> On Feb 8, 2016, at 10:54 AM, Russell Bryant <russ...@ovn.org> wrote:
> 
> On 02/08/2016 01:03 PM, Justin Pettit wrote:
> 
> There are solutions to this problem, but it requires letting a CI system
> do the merging of patches for you.
> 
>> The Linux kernel does something similar.
>> Shame is often a good motivator.
> 
> I don't think shame is exactly the culture I'd like to promote.
> However, having travis-ci email committers whenever CI fails on a patch
> they pushed would be helpful.  It's easy to miss otherwise.
> 
> Maybe that's possible and I'm just missing the option in travis-ci ...

The "shame" comment was meant tongue-in-cheek, but I didn't want to overwhelm 
the message with smiley faces.  Sorry that didn't come through.

I just don't think this has been enough of an issue at this point that we need 
to introduce new commit infrastructure and procedures.  I think notifying 
people shortly after a commit from something like Travis that there is an issue 
will be sufficient.  If we start seeing regular problems that are not addressed 
promptly, then we should look more seriously at how to address it.

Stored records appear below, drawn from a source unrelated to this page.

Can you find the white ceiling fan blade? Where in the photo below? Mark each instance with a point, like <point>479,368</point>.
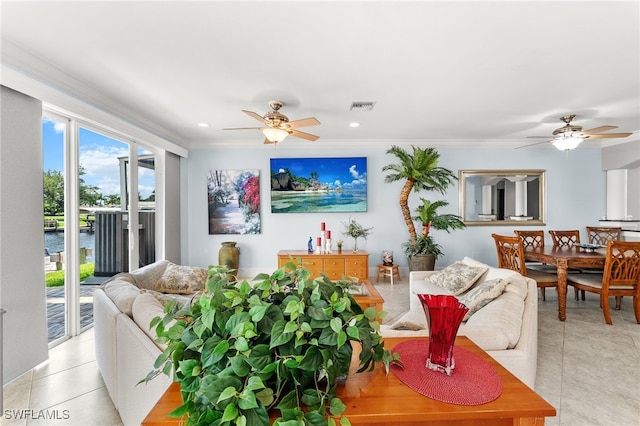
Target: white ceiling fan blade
<point>303,135</point>
<point>532,144</point>
<point>256,116</point>
<point>608,135</point>
<point>600,129</point>
<point>304,122</point>
<point>242,128</point>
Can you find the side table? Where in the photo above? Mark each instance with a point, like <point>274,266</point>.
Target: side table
<point>388,271</point>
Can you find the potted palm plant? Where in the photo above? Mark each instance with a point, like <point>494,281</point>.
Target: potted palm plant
<point>420,171</point>
<point>356,230</point>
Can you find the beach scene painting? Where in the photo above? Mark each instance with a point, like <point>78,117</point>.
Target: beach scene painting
<point>234,201</point>
<point>312,185</point>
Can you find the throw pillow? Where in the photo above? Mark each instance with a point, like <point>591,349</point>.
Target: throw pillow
<point>180,279</point>
<point>122,293</point>
<point>458,277</point>
<point>478,297</point>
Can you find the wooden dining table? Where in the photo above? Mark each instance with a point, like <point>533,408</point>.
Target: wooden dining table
<point>564,258</point>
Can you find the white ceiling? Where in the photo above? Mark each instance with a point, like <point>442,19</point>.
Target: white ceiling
<point>438,71</point>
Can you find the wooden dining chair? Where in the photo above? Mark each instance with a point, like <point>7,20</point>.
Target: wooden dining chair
<point>621,277</point>
<point>535,239</point>
<point>510,250</point>
<point>601,235</point>
<point>565,238</point>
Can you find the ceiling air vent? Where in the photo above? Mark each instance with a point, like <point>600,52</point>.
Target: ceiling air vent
<point>362,106</point>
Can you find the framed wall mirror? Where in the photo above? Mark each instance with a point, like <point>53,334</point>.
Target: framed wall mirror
<point>502,197</point>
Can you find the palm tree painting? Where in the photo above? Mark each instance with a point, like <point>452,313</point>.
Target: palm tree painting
<point>234,201</point>
<point>311,185</point>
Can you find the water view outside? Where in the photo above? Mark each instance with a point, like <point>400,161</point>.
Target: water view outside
<point>54,242</point>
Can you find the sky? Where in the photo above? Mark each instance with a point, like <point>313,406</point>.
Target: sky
<point>332,171</point>
<point>98,156</point>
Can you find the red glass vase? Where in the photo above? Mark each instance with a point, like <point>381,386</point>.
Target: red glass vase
<point>444,316</point>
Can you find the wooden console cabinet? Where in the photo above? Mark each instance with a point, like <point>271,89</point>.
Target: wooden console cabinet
<point>335,265</point>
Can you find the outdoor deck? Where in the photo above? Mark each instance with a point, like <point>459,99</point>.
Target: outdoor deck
<point>56,309</point>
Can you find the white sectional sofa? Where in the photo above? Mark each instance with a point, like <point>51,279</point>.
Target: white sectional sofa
<point>125,347</point>
<point>506,328</point>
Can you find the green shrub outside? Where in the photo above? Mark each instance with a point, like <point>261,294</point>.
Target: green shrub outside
<point>56,278</point>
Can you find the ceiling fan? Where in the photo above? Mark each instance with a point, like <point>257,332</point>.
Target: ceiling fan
<point>570,136</point>
<point>277,125</point>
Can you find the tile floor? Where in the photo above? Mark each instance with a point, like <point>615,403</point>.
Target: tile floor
<point>588,370</point>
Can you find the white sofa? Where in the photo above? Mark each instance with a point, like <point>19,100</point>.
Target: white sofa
<point>506,328</point>
<point>125,347</point>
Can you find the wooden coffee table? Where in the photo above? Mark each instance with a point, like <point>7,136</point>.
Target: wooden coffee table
<point>373,398</point>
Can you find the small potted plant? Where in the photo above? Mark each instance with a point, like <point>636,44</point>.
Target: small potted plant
<point>280,342</point>
<point>355,230</point>
<point>423,252</point>
<point>420,171</point>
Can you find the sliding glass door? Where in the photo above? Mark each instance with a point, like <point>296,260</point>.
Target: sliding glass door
<point>87,173</point>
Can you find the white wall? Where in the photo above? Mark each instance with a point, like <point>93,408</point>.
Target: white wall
<point>22,293</point>
<point>575,198</point>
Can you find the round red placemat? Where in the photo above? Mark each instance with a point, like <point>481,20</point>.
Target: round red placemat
<point>473,381</point>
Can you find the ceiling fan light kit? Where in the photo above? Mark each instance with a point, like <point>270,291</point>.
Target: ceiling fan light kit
<point>569,136</point>
<point>278,126</point>
<point>274,135</point>
<point>567,143</point>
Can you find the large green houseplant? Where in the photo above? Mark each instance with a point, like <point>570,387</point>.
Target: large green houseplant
<point>419,170</point>
<point>279,342</point>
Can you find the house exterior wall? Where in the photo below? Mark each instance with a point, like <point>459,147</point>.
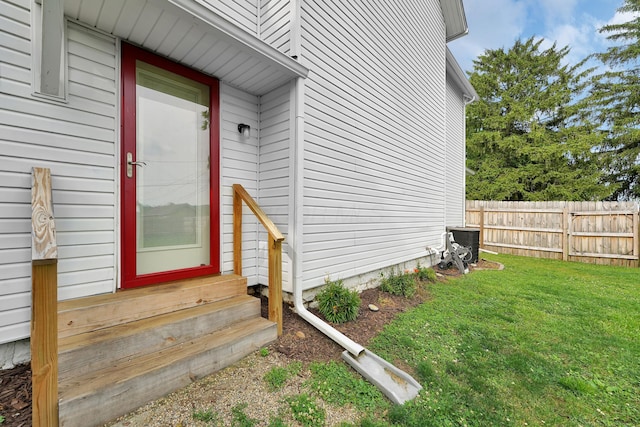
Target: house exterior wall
<point>79,141</point>
<point>239,165</point>
<point>274,174</point>
<point>76,139</point>
<point>374,135</point>
<point>374,179</point>
<point>275,20</point>
<point>455,157</point>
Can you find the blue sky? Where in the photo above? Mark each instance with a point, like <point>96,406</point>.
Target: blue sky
<point>495,24</point>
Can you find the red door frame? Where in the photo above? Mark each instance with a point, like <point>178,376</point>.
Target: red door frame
<point>128,189</point>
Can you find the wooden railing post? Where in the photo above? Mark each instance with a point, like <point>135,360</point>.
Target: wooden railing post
<point>636,235</point>
<point>44,307</point>
<point>275,282</point>
<point>275,250</point>
<point>565,234</point>
<point>481,227</point>
<point>237,233</point>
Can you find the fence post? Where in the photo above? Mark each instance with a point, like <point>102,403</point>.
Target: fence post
<point>44,307</point>
<point>565,234</point>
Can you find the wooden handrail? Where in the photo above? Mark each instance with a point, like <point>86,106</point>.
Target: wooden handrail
<point>275,250</point>
<point>44,306</point>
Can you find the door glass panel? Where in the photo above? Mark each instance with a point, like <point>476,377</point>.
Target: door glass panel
<point>172,185</point>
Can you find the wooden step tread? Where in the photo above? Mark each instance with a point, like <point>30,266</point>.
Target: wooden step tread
<point>120,373</point>
<point>102,311</point>
<point>133,328</point>
<point>85,352</point>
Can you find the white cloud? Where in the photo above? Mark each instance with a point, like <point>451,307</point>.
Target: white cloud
<point>492,24</point>
<point>495,24</point>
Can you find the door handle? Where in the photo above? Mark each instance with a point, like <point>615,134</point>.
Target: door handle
<point>131,164</point>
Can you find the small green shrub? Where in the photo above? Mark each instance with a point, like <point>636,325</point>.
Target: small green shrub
<point>337,303</point>
<point>306,411</point>
<point>425,274</point>
<point>399,284</point>
<point>239,418</point>
<point>277,422</point>
<point>207,416</point>
<point>338,385</point>
<point>277,376</point>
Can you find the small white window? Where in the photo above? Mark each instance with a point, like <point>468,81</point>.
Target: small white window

My guess is that switching to something like a gating infrastructure will 
introduce its own set of problem.  OVS works on a number of different platforms 
and gating on all those different builds and test suite runs will likely mean 
that commits are delayed by many minutes and possibly hours.  In my experience, 
those systems are often fragile, so it could result in indefinite delays for 
commits.

Do you think this has been that serious of a problem in practice?